🚀Meta Superintelligence Labs Ships Its First Model Muse Spark
Meta's Superintelligence Labs just rolled out Muse Spark, a multimodal reasoning model that marks the highly anticipated debut release of Alexandr Wang's high-profile division assembled last summer.
- —Muse Spark handles voice, text, and image inputs, with a contemplating mode that pits multiple agents against each other on hard problems
- —The model's benchmarks are competitive with frontier rivals like Opus 4.6 and GPT 5.4 on reasoning, though it lags in coding and tests like ARC-AGI 2
- —Muse Spark is particularly strong in health reasoning, with the company prioritizing the area as part of its 'personal superintelligence' mission
- —Unlike the Llama family, Muse Spark is proprietary, with Meta saying it hopes to open-source future versions but has not committed to a timeline
- —Wang took over Meta Superintelligence Labs 9 months ago after Zuck acquired Scale AI for $14.3B, saying the team "rebuilt our AI stack from scratch"
Why it matters: Meta is back in the game. While still sitting below the top models, Muse Spark is a serious change from where Meta sat with its Llama family. It may not break the internet, but with tons of resources, valuable data across its platforms, and billions of users, Meta's AI efforts just took a step in the right direction.
🎭HeyGen's Avatar V Solves AI's Identity Drift
HeyGen released Avatar V, a new model the company calls "the most realistic AI avatar model in the world," and claims that it can eliminate identity drift — the tendency for AI-generated faces to stop resembling the user over time.
- —The system builds a full video avatar from a short 15-second phone recording, capturing the user's real facial details, gestures, and movement patterns
- —The model also separates identity from appearance for the first time, allowing users to record once, then swap outfits and backgrounds without filming again
- —HeyGen says Avatar V outperformed Google's Veo 3.1 on accuracy and lip sync in internal tests, while also beating out Kling and Seedance in blind tests
Why it matters: Just like image and video models, AI avatars have come a ridiculously long way over the last few years, going from simple mouth movements to mimicking a user's micro-movements for indistinguishable outputs. While some may scoff at the idea of an 'AI twin', the content creation landscape is changing with or without them.
📺Build an Automated Ad Generator with ElevenLabs Flows
In this guide, you will learn how to turn a product photo into a finished video ad using ElevenLabs Flows. It's a new workflow builder that bundles image, video, voice, and music in one place.
- —Open ElevenLabs, click ElevenCreative > Flows, then hit + New Flow. Name it [product line] ad template so you can reuse it
- —Add an Image Generation node and upload 1-3 product shots. Prompt with a scene, like: "The product on a white pedestal, studio product shoot, soft morning light, photorealistic product shot"
- —Add a Video Generation node, drag a line from the image node's output into the video node's start frame, and prompt: "Slow cinematic push-in on the product, soft morning light drifting across the scene, shallow depth of field"

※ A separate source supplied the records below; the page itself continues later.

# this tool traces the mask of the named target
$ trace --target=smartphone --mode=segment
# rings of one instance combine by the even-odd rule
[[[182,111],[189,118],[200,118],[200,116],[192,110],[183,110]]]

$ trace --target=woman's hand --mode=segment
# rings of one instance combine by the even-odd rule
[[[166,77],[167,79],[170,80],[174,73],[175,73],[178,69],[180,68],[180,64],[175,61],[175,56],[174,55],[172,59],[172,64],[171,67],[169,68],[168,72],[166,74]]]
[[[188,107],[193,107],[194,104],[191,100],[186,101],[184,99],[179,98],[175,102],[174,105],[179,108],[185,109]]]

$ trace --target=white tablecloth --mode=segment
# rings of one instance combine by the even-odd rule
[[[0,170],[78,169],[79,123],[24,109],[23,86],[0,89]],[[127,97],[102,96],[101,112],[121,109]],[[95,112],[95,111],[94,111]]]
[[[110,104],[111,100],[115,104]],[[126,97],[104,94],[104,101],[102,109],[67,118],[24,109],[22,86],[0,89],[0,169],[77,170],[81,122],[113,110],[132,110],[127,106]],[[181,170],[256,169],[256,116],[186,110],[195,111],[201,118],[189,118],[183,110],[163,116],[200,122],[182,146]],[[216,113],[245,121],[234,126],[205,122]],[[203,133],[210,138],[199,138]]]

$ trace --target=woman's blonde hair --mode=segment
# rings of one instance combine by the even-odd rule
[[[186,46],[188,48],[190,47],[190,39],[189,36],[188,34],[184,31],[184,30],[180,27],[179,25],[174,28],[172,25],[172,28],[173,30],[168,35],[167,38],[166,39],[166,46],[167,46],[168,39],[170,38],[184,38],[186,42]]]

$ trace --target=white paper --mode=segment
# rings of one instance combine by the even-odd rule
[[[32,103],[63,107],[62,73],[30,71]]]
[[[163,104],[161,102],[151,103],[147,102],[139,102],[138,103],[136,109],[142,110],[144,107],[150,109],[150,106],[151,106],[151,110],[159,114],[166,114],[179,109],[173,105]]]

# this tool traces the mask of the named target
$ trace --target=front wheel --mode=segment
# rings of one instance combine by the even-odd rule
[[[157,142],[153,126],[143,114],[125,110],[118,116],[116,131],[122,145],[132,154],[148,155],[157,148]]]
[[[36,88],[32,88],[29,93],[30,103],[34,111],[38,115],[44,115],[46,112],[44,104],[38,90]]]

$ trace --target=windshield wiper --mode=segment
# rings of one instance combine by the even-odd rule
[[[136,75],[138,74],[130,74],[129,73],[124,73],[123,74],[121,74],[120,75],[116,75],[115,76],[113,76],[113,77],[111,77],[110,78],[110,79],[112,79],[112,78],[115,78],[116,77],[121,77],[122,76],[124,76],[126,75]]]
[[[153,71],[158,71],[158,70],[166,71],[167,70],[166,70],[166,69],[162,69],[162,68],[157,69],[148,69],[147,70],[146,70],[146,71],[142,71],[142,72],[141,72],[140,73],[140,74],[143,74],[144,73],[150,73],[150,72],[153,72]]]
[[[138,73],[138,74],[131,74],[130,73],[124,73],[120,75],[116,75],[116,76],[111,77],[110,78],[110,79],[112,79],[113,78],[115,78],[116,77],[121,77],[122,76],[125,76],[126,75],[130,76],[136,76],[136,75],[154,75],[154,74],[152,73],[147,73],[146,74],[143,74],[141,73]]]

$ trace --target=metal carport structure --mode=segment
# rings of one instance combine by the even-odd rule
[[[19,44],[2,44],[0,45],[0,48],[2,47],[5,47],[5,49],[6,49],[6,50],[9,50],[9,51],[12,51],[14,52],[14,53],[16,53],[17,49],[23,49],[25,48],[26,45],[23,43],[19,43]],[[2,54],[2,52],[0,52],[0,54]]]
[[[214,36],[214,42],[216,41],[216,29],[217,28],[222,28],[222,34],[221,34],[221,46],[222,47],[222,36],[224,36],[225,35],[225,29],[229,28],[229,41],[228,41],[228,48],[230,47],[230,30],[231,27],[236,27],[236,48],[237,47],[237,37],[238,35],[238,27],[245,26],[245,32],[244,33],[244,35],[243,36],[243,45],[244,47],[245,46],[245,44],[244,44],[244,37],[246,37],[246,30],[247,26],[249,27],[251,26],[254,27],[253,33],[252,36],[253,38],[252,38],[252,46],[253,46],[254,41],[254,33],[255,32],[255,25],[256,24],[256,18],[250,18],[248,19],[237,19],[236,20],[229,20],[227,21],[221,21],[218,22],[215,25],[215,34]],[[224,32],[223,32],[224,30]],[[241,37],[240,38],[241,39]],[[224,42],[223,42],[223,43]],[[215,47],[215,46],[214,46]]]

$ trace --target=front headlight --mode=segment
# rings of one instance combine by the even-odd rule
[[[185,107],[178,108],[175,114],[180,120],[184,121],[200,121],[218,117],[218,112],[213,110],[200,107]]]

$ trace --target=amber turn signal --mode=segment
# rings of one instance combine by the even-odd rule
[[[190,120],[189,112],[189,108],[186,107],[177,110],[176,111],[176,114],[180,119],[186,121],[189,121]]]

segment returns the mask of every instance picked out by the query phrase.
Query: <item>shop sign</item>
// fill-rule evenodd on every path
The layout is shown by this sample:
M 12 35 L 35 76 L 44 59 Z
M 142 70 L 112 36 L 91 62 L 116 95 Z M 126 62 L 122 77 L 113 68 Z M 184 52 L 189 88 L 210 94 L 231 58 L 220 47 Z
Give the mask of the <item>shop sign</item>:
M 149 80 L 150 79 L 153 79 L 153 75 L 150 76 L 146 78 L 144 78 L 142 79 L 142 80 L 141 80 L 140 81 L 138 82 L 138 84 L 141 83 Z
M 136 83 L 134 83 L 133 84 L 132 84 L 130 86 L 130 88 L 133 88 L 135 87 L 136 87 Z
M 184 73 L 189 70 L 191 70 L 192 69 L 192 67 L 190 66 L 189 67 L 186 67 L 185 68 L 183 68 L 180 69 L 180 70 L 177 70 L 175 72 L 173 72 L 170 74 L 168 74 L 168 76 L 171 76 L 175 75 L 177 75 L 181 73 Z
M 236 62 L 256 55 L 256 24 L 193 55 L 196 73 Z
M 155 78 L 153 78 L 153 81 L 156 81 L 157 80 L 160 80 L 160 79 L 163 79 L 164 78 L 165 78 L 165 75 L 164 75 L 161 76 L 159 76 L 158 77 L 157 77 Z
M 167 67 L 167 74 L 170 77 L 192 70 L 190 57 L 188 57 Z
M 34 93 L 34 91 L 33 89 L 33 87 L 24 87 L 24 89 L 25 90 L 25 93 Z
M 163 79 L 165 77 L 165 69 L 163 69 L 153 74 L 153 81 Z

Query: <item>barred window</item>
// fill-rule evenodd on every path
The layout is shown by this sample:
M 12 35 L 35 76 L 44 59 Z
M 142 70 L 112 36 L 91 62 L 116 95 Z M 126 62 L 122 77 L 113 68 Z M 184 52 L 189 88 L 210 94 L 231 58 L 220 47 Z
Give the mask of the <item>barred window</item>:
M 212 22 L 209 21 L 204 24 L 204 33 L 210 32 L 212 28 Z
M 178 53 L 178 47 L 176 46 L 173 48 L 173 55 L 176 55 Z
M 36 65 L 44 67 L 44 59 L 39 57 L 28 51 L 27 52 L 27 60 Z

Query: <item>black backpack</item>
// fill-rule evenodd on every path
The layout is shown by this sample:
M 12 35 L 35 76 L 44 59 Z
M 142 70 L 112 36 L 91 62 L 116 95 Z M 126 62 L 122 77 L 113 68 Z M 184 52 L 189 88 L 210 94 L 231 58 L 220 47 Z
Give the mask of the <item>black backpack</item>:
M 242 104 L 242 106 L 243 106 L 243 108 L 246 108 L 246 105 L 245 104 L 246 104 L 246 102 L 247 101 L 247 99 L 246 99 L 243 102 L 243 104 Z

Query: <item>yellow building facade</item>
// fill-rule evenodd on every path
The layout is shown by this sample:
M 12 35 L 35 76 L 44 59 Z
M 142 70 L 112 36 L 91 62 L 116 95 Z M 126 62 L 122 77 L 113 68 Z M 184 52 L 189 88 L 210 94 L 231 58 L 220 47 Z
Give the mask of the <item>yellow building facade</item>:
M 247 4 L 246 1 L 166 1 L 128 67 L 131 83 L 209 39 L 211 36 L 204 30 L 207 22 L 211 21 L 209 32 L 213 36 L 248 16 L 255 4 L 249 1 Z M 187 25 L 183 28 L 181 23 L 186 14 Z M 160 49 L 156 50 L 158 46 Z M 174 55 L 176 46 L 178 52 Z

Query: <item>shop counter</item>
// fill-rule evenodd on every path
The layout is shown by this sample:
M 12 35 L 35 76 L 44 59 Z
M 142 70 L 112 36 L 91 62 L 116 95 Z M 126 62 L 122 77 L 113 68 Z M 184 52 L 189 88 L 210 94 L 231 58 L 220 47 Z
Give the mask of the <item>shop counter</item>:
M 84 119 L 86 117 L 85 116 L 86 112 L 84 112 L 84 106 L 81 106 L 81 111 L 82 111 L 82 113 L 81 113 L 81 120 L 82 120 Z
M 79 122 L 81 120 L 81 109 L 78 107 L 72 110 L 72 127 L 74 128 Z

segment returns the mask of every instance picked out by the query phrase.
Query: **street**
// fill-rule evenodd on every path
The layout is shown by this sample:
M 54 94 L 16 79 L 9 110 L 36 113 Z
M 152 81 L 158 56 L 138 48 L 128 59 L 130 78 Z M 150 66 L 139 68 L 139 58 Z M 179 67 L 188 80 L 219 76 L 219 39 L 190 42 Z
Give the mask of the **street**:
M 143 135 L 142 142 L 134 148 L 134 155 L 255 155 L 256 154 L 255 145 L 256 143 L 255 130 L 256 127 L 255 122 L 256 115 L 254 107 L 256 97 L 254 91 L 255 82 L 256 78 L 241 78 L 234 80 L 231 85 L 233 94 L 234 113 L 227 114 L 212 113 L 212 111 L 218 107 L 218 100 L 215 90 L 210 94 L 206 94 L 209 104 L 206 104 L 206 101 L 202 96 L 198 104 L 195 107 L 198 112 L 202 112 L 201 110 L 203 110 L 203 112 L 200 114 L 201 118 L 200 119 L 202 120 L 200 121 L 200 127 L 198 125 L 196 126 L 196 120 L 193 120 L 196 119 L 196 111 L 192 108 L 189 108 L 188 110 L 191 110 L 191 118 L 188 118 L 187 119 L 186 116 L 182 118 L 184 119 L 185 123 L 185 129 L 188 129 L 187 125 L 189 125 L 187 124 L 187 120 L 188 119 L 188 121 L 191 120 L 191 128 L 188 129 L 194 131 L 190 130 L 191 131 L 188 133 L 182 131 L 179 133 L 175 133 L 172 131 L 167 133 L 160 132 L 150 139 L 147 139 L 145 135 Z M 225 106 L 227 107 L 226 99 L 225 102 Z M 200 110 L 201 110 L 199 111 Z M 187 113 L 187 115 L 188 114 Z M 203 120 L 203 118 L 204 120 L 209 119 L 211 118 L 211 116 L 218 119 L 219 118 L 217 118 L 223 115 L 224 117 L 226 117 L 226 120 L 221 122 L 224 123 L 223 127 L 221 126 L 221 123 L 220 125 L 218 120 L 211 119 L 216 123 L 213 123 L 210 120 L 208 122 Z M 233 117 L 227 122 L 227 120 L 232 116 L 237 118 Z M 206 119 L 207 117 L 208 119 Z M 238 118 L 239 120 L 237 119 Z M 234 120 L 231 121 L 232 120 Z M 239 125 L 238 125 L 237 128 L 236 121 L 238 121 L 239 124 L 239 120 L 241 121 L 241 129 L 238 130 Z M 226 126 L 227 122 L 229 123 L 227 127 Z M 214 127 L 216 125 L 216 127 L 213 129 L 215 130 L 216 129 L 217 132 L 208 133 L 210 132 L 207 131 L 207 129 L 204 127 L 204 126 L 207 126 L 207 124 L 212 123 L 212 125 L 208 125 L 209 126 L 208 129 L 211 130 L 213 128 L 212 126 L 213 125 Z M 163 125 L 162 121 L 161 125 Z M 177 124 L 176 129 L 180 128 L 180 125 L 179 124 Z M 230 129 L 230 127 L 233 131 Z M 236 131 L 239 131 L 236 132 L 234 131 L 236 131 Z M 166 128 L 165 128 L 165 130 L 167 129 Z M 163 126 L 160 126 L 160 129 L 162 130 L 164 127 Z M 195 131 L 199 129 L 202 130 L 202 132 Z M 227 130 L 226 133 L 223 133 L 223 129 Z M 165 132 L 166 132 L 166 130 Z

- —Click Run on the video node > Run till here to generate an image and video in one go. Then, swap out image/video prompts, and quickly iterate on creatives
Why it matters: For audio, add a Text-to-Speech or Music node and connect it to a Mix Audio node alongside the video. You can also try this on other products by duplicating the canvas and swapping in new images.

⚒️ Anthropic Simplifies Agent-Building with Claude Managed Agents
Anthropic opened a public beta for Claude Managed Agents, a new platform that lets developers go from an agent idea to a live product in days — handling all the backend plumbing that used to take engineering teams months to set up.
- —Users pick the task, tools, and guardrails, with Managed Agents handling running, securing, and controlling what the agentic system can access
- —Agents can work solo for hours without dropping state, with a coordination mode also in preview, letting one agent farm out subtasks to others
- —Notion, Rakuten, Asana, and Sentry are early adopters, with Rakuten reportedly setting up agents across five departments in about a week each
- —Each agent session costs $0.08 per hour on top of the usual AI usage fee, with users paying based on consumption instead of upfront platform fees
Why it matters: Anthropic continues to roll out features that eat away at the complexities of users getting the most out of their models and tools. Managed Agents now does the same, simplifying the agentic building process and making it possible for anyone to deploy and control agents without the typical backend headaches.